Advancing Clinical Pipeline and Regulatory Engagements
Looking ahead, Mesoblast is preparing to initiate a pivotal trial for extending Ryoncil’s indication to adult patients with severe SR-aGvHD, a population roughly three times larger than the pediatric group. This trial is expected to commence enrolment imminently, potentially unlocking a substantial new market segment.
Meanwhile, the company received positive feedback from the FDA regarding its Biologics License Application (BLA) prospects for rexlemestrocel-L, an allogeneic cell therapy targeting chronic discogenic low back pain. The FDA acknowledged clinically meaningful pain reduction and opioid use decrease in Phase 3 trial data, supporting the potential for product approval. The confirmatory Phase 3 trial is actively recruiting patients across 40 US sites, with enrollment expected to complete shortly.
Manufacturing scale-up efforts for rexlemestrocel-L are progressing well, aimed at supporting BLA filings not only for chronic low back pain but also for end-stage chronic heart failure patients with left ventricular assist devices (LVADs). This dual indication strategy reflects Mesoblast’s broader ambition to leverage its proprietary cell therapy platforms across multiple inflammatory and degenerative conditions.
Intellectual Property and Market Position
Mesoblast maintains a formidable intellectual property portfolio with over 1,000 patents and applications protecting its mesenchymal stromal cell technologies through at least 2044 in key markets. This extensive IP coverage provides a strong moat as the company scales commercial operations globally, including established partnerships in Japan, Europe, and China.

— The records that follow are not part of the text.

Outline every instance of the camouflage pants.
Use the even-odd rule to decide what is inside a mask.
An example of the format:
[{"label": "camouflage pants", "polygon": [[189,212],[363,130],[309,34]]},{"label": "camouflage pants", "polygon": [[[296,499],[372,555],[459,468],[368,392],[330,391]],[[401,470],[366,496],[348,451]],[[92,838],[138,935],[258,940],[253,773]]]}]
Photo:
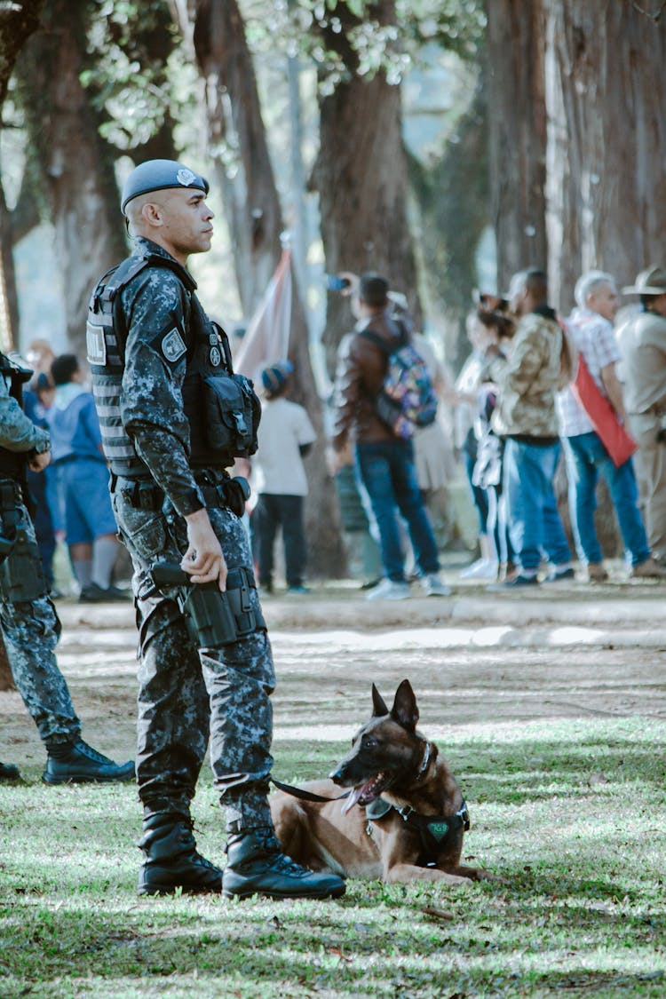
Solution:
[{"label": "camouflage pants", "polygon": [[[185,521],[161,510],[135,508],[113,496],[120,534],[134,564],[135,595],[157,560],[180,562],[187,548]],[[245,528],[225,508],[209,508],[230,569],[252,558]],[[174,536],[175,535],[175,536]],[[251,602],[259,607],[257,590]],[[227,808],[230,832],[271,825],[267,801],[273,758],[275,687],[266,631],[222,649],[197,648],[176,601],[161,594],[140,599],[137,781],[148,812],[189,813],[209,737],[215,786]]]},{"label": "camouflage pants", "polygon": [[14,530],[18,536],[0,564],[0,626],[14,682],[42,741],[68,742],[79,737],[81,723],[56,661],[60,620],[47,596],[35,529],[18,491],[14,508],[0,515],[3,536]]}]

With operations spanning Australia, the United States, and Singapore, Mesoblast is well positioned to capitalise on its innovative therapies and growing commercial footprint.
Bottom Line?
Mesoblast’s strong sales growth and improved financial footing set the stage for pivotal clinical milestones and potential market expansion in 2026.
Questions in the middle?
- How quickly will the adult SR-aGvHD pivotal trial enrol and what impact could it have on revenue?
- What are the timelines and likelihood for FDA approval of rexlemestrocel-L based on current Phase 3 data?
- How will Mesoblast leverage its new credit facility to accelerate partnerships or label expansions?